Case study
Hypothesis-driven design
Aligning a product team around tested beliefs, not stacks of documentation.
Owned: Workshop facilitation, hypothesis writing, validation method choice, post-test synthesis
What a hypothesis actually is
A design hypothesis is an assumption someone on the team thinks is true. The founder, the PM, the most senior IC, or the new hire who just shadowed five users. The author doesn't matter. What matters is whether you've put it under a test that ties to something measurable.
The point of writing it down is to make the belief checkable. After that, you can find out whether you actually understand your users, or whether you've been pattern-matching on yourself.
Every test that comes back with an answer (confirming or refuting) opens up the next set of questions. That's the loop. The only discipline is to base each hypothesis on something you've seen, in user behaviour or in the data, rather than on what you'd like to be true.
![Annotated hypothesis template: 'We believe that… [Assumption]', 'For… [Persona]', 'We will… [UX Outcome]', 'We'll know this is true when… [Metrics]'. Each placeholder is highlighted with a marker swipe.](/case-studies/hdd/hypothesis-anatomy.jpg)
Better collaboration, less documentation
Hypothesis-driven design changed how the teams I worked with showed up to work. Anyone could propose a hypothesis. Anyone could push back on someone else's. The PM, the engineer, the visual designer, the QA lead, all in the same room with the same shape of statement on the wall.
When the format is short and shared, the conversation is about evidence, not about who's allowed to have an opinion. That alone reduces the amount of internal documentation a team needs. You don't write a fifteen- page brief to align on a feature. You write four lines, agree on the metric, and ship a test.

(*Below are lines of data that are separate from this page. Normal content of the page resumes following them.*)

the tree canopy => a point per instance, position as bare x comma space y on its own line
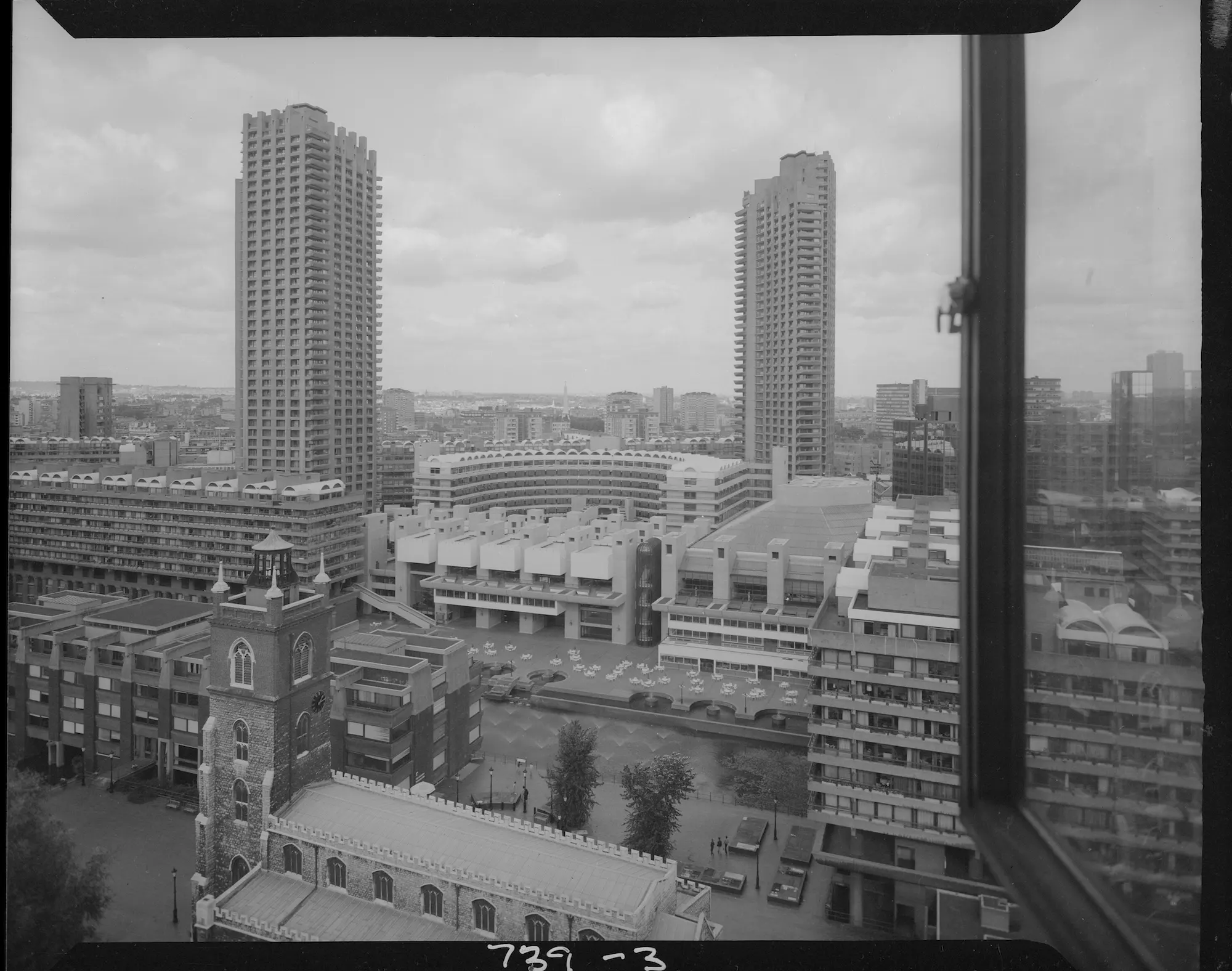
652, 793
54, 903
761, 777
575, 776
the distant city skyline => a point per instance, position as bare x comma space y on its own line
546, 195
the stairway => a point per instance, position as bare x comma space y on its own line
392, 607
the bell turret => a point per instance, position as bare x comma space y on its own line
272, 567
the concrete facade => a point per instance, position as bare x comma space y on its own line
300, 367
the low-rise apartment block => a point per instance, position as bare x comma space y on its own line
163, 530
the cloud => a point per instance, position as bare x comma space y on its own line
427, 258
655, 294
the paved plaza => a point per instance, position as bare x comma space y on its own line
549, 651
145, 842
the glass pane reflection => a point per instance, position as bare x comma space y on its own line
1113, 444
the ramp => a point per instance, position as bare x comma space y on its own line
392, 607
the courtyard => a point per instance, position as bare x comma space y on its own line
585, 667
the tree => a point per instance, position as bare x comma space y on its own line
652, 793
573, 776
761, 777
52, 903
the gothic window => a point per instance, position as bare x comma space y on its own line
434, 901
538, 927
242, 665
485, 916
301, 659
242, 740
241, 792
302, 734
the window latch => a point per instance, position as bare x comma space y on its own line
958, 300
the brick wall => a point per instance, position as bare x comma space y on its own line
458, 898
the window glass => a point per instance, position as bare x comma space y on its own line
1113, 439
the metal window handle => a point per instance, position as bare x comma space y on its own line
958, 300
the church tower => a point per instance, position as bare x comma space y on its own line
268, 733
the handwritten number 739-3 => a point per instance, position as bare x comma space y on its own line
534, 963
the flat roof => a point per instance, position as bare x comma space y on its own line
809, 528
162, 612
283, 901
35, 611
437, 832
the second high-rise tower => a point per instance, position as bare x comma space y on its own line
307, 299
785, 315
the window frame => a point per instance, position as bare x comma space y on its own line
428, 892
331, 866
1024, 856
535, 922
240, 648
488, 908
241, 806
304, 735
241, 729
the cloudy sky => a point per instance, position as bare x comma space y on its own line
562, 211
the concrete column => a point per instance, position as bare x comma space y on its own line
724, 555
856, 882
532, 623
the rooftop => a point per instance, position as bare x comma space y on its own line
437, 832
809, 528
155, 614
284, 901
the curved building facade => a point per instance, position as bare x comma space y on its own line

How to write your hypothesis
Four lines. Same shape every time:
We believe that… [the assumption]
For… [the persona or segment]
We will… [the change in user behaviour we're betting on]
We'll know this is true when… [the metric]
When we redesigned the iOS notifications prompt at Fretello, the goal was to lift opt-in rate so beginners would actually stick to a routine. The hypothesis came out like this:
We believe that by exposing the value proposition of reminders,
for beginner guitar players,
we will help them build the practice routine they need to succeed at learning,
we'll know this is true when the opt-in rate to notifications has increased by X%.
That's it. Four lines on the wall. Now we can argue about each line on its own (is the persona right? is X% the right bar? does “value proposition” mean what we think it means?) and disagreements stay specific instead of philosophical.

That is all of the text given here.